Par Magali Paquin (collaboration spéciale)

Crédit photo : Nic Cantin
Crédit photo : Nic Cantin

Keith Kouna, figure bien connue de la scène punk (avec le groupe Les Goules ou en solo), s’est attaqué à l’audacieux défi de s’approprier Die Winterreise, le dernier cycle de lieder écrit par Franz Schubert. Le Voyage d’Hiver est d’abord un album sorti en 2013, une longue traversée dans la poésie magnifique et déconcertante de Kouna. Puis est venue cette idée folle d’en faire un spectacle musical multidisciplinaire, présenté seulement quelques soirs d’hiver…

Pour assurer la mise en scène, l’auteur-compositeur-interprète a fait appel à Antoine Laprise (Théâtre du Sous-marin jaune). Celui-ci a su, grâce à d’ingénieuses trouvailles, créer un monde tout en simplicité et en sensibilité. Kouna se déplace dans un espace central bordé de bouleaux dénudés qui fait office de chambre. Il n’a, pour tout accessoire, qu’un frigo, un matelas et une table. Mais c’est sans compter la profondeur de son délire. Du réfrigérateur surgissent les démons, les bouteilles roulent sur le plancher incliné, les draps se froissent ou se déploient. Un fantôme féminin, sous les traits d’une danseuse contemporaine (Lucie Vigneault), erre tel un douloureux souvenir dans ce décor hivernal.

Crédit photo : Nic Cantin
Crédit photo : Nic Cantin

Or, Kouna, au sommet de son talent lorsqu’il bénéficie de la liberté propre à la scène punk, n’est pas ici dans sa zone de confort. Tout concentré qu’il est à exécuter les mouvements chorégraphiés pour lui, il en oublie de se laisser porter par ses propres chansons. Sa poésie bouillante de rage, d’amour, de désir, de désespoir et de folie y perd de sa force. Elle s’estompe dans une trame scénique qu’il réussit difficilement à faire sienne. Comment croire à cet homme qui perd la carte, qui s’enfonce dans les affres de la dépression et du délire, alors que ses moindres gestes sont étudiés et que toute spontanéité est étouffée ?

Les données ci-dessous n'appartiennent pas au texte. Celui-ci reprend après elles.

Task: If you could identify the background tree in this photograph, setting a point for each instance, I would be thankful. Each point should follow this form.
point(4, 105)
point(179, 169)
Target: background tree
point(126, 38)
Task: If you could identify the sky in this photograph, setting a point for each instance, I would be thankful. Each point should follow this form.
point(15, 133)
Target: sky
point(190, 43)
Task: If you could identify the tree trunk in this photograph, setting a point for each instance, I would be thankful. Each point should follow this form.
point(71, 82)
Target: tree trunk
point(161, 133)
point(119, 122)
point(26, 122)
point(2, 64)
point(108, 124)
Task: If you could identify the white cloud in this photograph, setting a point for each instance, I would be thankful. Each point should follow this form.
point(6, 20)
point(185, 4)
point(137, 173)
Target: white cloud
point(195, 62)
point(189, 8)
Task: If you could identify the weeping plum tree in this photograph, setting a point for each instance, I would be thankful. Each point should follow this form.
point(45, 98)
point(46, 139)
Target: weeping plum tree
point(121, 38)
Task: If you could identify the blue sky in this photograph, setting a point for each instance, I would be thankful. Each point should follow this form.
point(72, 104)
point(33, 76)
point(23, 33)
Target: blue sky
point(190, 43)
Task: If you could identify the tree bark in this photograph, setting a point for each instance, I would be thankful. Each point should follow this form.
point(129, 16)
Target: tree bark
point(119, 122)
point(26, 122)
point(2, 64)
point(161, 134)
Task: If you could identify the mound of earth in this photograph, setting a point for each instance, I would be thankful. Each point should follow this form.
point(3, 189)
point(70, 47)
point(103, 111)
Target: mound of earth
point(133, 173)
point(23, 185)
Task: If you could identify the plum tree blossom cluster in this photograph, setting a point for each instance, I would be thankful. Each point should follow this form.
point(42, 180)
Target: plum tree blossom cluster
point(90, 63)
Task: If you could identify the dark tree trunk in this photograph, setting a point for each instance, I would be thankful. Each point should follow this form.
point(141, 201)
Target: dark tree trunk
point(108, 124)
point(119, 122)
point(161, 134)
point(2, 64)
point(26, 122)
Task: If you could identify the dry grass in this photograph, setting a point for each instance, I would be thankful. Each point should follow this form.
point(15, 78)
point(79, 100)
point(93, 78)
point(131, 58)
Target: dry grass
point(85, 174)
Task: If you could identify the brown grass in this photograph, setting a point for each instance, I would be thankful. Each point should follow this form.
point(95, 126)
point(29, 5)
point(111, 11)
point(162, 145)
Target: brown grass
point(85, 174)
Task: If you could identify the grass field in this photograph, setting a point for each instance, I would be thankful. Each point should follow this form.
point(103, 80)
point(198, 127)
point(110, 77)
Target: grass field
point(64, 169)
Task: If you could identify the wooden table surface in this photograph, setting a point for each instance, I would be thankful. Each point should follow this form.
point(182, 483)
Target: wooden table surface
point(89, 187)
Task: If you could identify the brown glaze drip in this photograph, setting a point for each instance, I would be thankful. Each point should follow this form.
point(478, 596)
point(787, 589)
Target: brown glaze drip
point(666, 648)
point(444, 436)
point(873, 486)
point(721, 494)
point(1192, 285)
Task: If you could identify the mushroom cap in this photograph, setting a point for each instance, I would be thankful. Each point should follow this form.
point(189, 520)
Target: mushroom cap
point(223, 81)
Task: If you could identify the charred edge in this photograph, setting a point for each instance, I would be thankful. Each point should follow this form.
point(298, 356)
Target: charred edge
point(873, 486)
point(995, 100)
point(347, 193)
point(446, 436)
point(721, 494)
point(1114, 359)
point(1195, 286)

Évidemment, Kouna n’est pas acteur et Le Voyage d’Hiver, bien que théâtralisé, est avant tout un spectacle musical. Sur ce point, le déploiement d’une dizaine de musiciens, installés de part et d’autre de la scène centrale, est un délice pour les yeux et les oreilles. L’intimité de la salle Multi, idéale pour ce type de production, favorise l’immersion du public et crée une synergie réussie entre les différentes composantes scéniques.

Crédit photo : Nic Cantin
Crédit photo : Nic Cantin

Habilement dirigé par le pianiste Vincent Gagnon, co-maître d’œuvre des arrangements musicaux (avec René Lussier), le petit orchestre donne un souffle bienvenu à l’ensemble. C’est d’ailleurs les musiciens qui font respirer le spectacle, lequel se caractérise par son uniformité de ton. Maladresse ou parti pris ? Probablement cette dernière option. L’homogénéité narrative et tonale crée une atmosphère qui s’apparente plus à une forme de mysticisme qu’à de la monotonie. En témoignent les superbes jeux d’éclairage (Caroline Ross) qui sont toujours à propos, tant dans leur délicatesse que leur brutalité.

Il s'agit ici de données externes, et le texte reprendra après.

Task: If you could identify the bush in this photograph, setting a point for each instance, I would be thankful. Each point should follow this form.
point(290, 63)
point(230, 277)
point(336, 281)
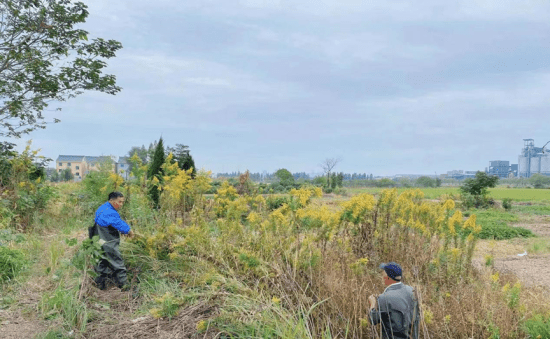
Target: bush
point(537, 327)
point(507, 203)
point(276, 201)
point(11, 263)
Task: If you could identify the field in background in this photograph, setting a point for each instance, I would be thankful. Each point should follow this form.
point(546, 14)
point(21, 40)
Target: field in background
point(498, 193)
point(217, 274)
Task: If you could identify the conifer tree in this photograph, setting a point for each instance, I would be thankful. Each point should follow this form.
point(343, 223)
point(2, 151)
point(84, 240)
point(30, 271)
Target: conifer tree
point(154, 173)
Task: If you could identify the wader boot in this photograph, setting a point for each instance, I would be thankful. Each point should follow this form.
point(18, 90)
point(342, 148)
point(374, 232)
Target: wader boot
point(113, 264)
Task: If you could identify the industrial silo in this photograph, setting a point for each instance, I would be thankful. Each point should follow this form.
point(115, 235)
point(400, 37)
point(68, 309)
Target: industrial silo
point(545, 165)
point(523, 166)
point(535, 165)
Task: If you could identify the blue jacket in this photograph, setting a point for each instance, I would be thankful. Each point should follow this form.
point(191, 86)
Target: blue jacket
point(106, 215)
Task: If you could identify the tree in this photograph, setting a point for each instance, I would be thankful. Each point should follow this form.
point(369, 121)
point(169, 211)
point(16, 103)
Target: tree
point(141, 152)
point(154, 172)
point(327, 165)
point(340, 179)
point(45, 58)
point(479, 185)
point(182, 155)
point(285, 177)
point(67, 175)
point(539, 180)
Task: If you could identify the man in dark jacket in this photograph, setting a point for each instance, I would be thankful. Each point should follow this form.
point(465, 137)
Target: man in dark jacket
point(396, 308)
point(108, 225)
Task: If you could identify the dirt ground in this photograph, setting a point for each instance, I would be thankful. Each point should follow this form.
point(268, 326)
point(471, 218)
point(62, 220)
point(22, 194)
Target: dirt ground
point(532, 270)
point(16, 326)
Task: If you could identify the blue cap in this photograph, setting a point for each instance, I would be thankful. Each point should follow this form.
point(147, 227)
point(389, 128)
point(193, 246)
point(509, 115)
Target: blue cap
point(393, 270)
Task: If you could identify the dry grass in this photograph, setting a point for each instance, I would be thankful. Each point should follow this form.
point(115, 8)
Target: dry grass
point(184, 325)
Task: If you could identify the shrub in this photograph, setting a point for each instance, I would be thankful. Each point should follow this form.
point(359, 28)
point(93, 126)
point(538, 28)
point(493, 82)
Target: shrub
point(11, 263)
point(507, 203)
point(276, 201)
point(537, 327)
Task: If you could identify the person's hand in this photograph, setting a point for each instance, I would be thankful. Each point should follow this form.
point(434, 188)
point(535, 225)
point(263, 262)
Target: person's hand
point(372, 301)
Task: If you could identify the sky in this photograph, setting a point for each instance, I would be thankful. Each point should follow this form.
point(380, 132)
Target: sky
point(387, 87)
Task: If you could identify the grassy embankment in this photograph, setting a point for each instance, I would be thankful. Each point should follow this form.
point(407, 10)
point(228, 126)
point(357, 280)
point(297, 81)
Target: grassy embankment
point(252, 268)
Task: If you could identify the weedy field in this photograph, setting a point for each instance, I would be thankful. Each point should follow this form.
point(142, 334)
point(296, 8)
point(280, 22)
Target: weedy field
point(301, 265)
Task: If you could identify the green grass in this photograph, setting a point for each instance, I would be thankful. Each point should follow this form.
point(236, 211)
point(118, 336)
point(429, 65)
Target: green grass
point(429, 192)
point(498, 193)
point(538, 246)
point(533, 209)
point(520, 194)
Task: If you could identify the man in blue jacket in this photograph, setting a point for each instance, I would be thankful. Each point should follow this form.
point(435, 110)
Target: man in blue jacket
point(397, 308)
point(108, 225)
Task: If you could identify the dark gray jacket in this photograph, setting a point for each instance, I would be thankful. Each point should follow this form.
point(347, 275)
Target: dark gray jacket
point(397, 310)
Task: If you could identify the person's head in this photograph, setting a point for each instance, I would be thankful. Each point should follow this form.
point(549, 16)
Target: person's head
point(392, 273)
point(116, 199)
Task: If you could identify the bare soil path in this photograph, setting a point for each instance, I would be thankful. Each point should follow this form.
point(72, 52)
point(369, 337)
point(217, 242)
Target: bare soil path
point(512, 256)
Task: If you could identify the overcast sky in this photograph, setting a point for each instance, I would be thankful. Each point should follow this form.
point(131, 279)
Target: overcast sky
point(386, 86)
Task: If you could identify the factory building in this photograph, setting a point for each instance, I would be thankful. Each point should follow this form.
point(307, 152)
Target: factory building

Il est difficile pour un artiste de maîtriser un spectacle qu’il ne présente qu’une poignée de soirs par année. C’est là tout le défi de Kouna et de son Voyage d’Hiver. Après deux ans de représentations, peut-être est-il temps pour lui de s’approprier véritablement son œuvre, de s’émanciper en partie de la mise en scène et de se ménager une marge de liberté. Car après tout, c’est avec l’esprit libre et désinvolte que Keith Kouna rayonne le mieux.